3.2.2. En cuanto hace con el ius a la salud, esta corporación tiene dicho que “si bien en un principio fue considerado como un derecho de carácter prestacional, es decir, de naturaleza legal, hoy se ha dado un gran avance frente a la posibilidad de protegerse de manera directa como derecho fundamental —es decir sin que medie su desconocimiento por conexidad con la vulneración de otro derecho de rango fundamental—, en cuyo caso se hace viable su exigibilidad por vía de tutela” (CSJ STC, feb. 1º/2010, rad. 45708); de ahí que su protección “no pueda entenderse en forma restringida, como otrora acontecía, es decir, que sólo era susceptible de resguardo constitucional por conexidad con los derechos fundamentales a la vida, a la integridad personal o a la dignidad humana, o cuando sus destinatarios eran sujetos de especial protección como los niños, los discapacitados o los adultos mayores, pues es innegable que hoy día se concibe como derecho fundamental autónomo” (CSJ STC17099-2015, dic. 14/2015, rad. 2015-02990-00).

Por ende, acorde con el derecho pretoriano, aquel es una prerrogativa “fundamental autónom[a] que “tiene una doble connotación derecho constitucional fundamental y servicio público. En tal sentido, todas las personas deben poder acceder al servicio de salud y al Estado le corresponde organizar, dirigir, reglamentar y garantizar su prestación de conformidad con los principios de eficiencia, universalidad y solidaridad” (C. Const., Sent. T-1036 de dic. 4/2007).

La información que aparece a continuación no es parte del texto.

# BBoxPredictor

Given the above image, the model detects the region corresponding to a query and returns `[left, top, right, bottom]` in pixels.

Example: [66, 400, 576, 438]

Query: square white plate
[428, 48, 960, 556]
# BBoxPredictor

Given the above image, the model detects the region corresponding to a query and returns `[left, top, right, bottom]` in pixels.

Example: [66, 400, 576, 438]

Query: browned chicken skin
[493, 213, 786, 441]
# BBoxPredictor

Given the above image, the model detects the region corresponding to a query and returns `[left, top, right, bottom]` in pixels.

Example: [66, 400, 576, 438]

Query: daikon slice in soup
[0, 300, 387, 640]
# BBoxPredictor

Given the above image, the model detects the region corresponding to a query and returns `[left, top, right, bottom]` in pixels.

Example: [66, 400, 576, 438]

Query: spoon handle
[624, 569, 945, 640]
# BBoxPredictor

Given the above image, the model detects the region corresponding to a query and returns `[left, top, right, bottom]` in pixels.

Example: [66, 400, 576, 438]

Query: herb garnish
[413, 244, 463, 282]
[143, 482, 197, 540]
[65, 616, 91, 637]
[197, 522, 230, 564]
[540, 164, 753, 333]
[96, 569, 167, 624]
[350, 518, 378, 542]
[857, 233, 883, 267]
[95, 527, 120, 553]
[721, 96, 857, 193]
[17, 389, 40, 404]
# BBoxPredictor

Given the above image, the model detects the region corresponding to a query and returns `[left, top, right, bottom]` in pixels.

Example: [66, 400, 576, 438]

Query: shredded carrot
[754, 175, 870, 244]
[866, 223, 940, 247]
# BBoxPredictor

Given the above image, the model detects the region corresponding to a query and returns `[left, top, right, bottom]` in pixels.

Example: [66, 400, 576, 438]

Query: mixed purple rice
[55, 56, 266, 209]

Así las cosas, ha expuesto la Sala, “la acción de tutela procede como mecanismo para proteger el derecho a la salud cuando se demuestre que existe una afectación inminente del derecho a la vida del actor, o de sus derechos a la integridad personal o a la dignidad humana, por remisión que instituyera el artículo 46 de la Carta Política, cuando determinó que el Estado, la sociedad y la familia concurrirán para su protección y asistencia, garantizando además los servicios de la seguridad social integral entre otros” (CSJ STC12178-2014, sep. 11/2014, rad. 2014-00657-01); lo propio, puesto que a quienes padecen desmedros físicos o psíquicos “no se le[s] debe condenar a declinar en lo atinente al oportuno y adecuado cuidado de su “salud”, habida cuenta que ello es presupuesto necesario para que logre[n] gozar de una vida bajo parámetros de calidad” (CSJ STC1710-2016, feb. 15/2016, rad. 2015-02847-01).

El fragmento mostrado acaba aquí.